Intel will introduce AMT and VT in its Lyndon platform for digital office PCs in 2005, Gelsinger said. In 2006, those technologies will also appear in Bensley, Intel's code name for its first dual-core Xeon server platform. Bensley includes the Dempsey dual-core processor announced earlier on Tuesday and a new chipset code-named Blackford.

Another technology in Bensley that will help server performance is Intel I/O Acceleration Technology (I/O AT), which reduces the amount of I/O routing that must be taken on by the processor, Gelsinger said. Some server users and companies have turned to TCP (Transmission Control Protocol) offload engines (TOEs) to lighten the load on the processor, but I/O AT takes that one step further by allocating processing resources from dual-core chips, next-generation chipsets, and network controllers to I/O routing and controlling all that with software, he said.

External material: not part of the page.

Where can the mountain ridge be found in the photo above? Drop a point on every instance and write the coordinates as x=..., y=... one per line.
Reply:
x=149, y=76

Microsoft will support all of the forthcoming Intel technologies in the Longhorn versions of the Windows client and server operating systems, due in 2006 and 2007, respectively, said Jim Allchin, group vice president of Microsoft's Platform Group. Appearing on stage with Gelsinger, Allchin also said that Microsoft will support Intel's technologies as soon as the chip maker releases them, indicating that Microsoft may add support to its current operating system products through software updates.